이미지 확대보기LS Corporation has officially addressed controversies surrounding duplicate listings as it pursues an initial public offering (IPO) for its great-grandchild subsidiary Essex Solutions (ES). LS held a briefing at its Seoul Yongsan headquarters on November 20 to explain the necessity of the listing and future plans.
Established in the United States in 1930, ES has maintained its position as the global number one in the wire market for the past 95 years. It also holds a high market share in the specialty wire market for electric vehicle drive motors. LS acquired ES through a public tender offer in 2008, incorporating it as a 100% subsidiary. ES filed for preliminary listing review with the Korea Exchange (KOSPI) in early this month. According to EY-Parthenon, the global wire market size is projected to nearly double from USD 33.5 billion in 2024 to USD 62.3 billion in 2030.
Managing Director Lee stated, "To seize this opportunity, we need to invest approximately KRW 400 billion over the next 3-4 years to secure production capacity advantage."
Currently, LS Group's consolidated debt-to-equity ratio stands at 198%. Managing Director Lee said, "Additional borrowing would raise the debt-to-equity ratio to 206% and generate approximately KRW 30 billion in annual interest expenses, burdening financial health and shareholder value." He added that ES also faces significant interest cost burdens due to its high proportion of dollar-denominated funding. He explained that other funding methods such as convertible bonds (CB) and bonds with warrants (BW) were also reviewed but excluded due to potential equity dilution after maturity.
However, some shareholders attending the briefing expressed concerns that the ES listing could be the start of consecutive listings of unlisted affiliates. They argued that the possibility of additional listings of major affiliates such as LS Cable & System and LS MnM could damage LS Corporation shareholder value.
이미지 확대보기Lee Sang-mok, CEO of minority shareholder platform ACT, pointed out that subsidiary listings, like the LG Chem and LG Energy Solution case, could lead to parent company stock price declines.
Another shareholder who identified himself as working at a stock investment research institute also pointed out, "We're not concerned about the ES listing itself, but ultimately, isn't this about separating affiliates to create positions for the owner's children?" He said, "The ES listing is just the beginning, and shareholder value will be seriously sacrificed by following the footsteps of Kakao or SK," and asked, "Can you promise not to list the remaining unlisted affiliates excluding ES?"
Another shareholder warned, "Chairman Koo Ja-eun experienced a stock price plunge with remarks like 'don't buy the stock if you don't like it' in response to opposition to duplicate listings," and "If shareholder value declines due to subsidiary listings, it would violate the core of the Commercial Act amendment regarding the board's duty of loyalty to shareholders and could constitute breach of trust by management." He added, "Treasury stock cancellation or dividend expansion are basic obligations the company should fulfill and cannot be compensation for shareholder value damage."

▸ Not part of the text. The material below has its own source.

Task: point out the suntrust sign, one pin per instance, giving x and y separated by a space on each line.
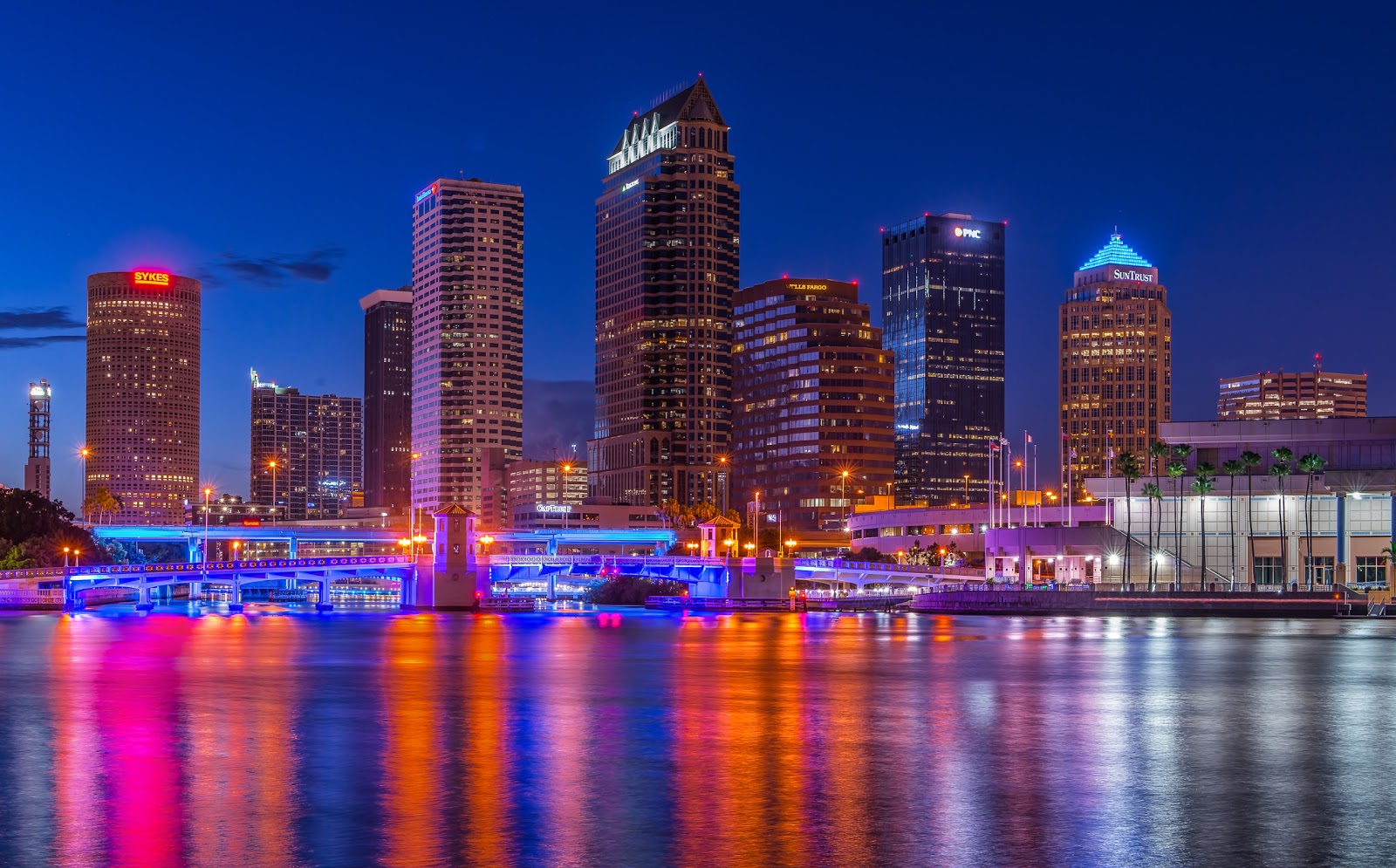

Managing Director Lee drew a line, stating, "This is absolutely not for succession or other circumventing methods." Regarding listing plans for LS Cable & System and LS MnM, he emphasized, "We currently have no specific plans and will decide in a direction that helps shareholders, and if it doesn't help, we won't execute it."
He responded, "Some shareholders say remaining unlisted is helpful for shareholder value, while others say shares should be liquidated through listing and those funds distributed as dividends," and "Definitively answering right now that we absolutely won't do it could actually violate Commercial Act obligations."
Park Jin-ho, Managing Director of LS Corporation's Strategic Finance Division, said, "LS Corporation has 45 largest shareholders, of which 35 are minority shareholders," and "It doesn't make sense to proceed without considering minority shareholder value." He explained, "When we considered what would be the optimal way to enhance minority shareholder value, we concluded that ES IPO was the closest option."
Managing Director Park stated, "ES is not a physical split, the so-called 'break-up listing,' but an 'acquisition listing,' and when expecting post-listing market capitalization of approximately KRW 2.5 trillion, even considering equity dilution, the increase in shareholder equity value is expected to be very large, making the risk of shareholder value decline minimal."
Regarding the 2030 ES enterprise value outlook, Choi Chang-hee, CEO of Essex Solutions, said, "We made judgments based on three keywords: super cycle response, supply chain reorganization, and securing investment timing," and "Enterprise value could rise approximately threefold compared to the present by 2030."
CEO Choi added, "The biggest reason Korean companies struggle in the United States is that business stabilization and factory construction take a long time, but we are already prepared," and "We have a vertical integration system for raw materials, specialty chemicals, and EVs, and particularly, we are in a desperate situation where we must continue hybrid investments."
Meanwhile, ES's largest shareholder is Superior Essex, which holds a 78.9% stake. The Mirae Asset-KCGI consortium "EV Evelyn" is the second-largest shareholder with 21.1%. The governance structure flows as "LS Corporation → LS I&D → Superior Essex → ES."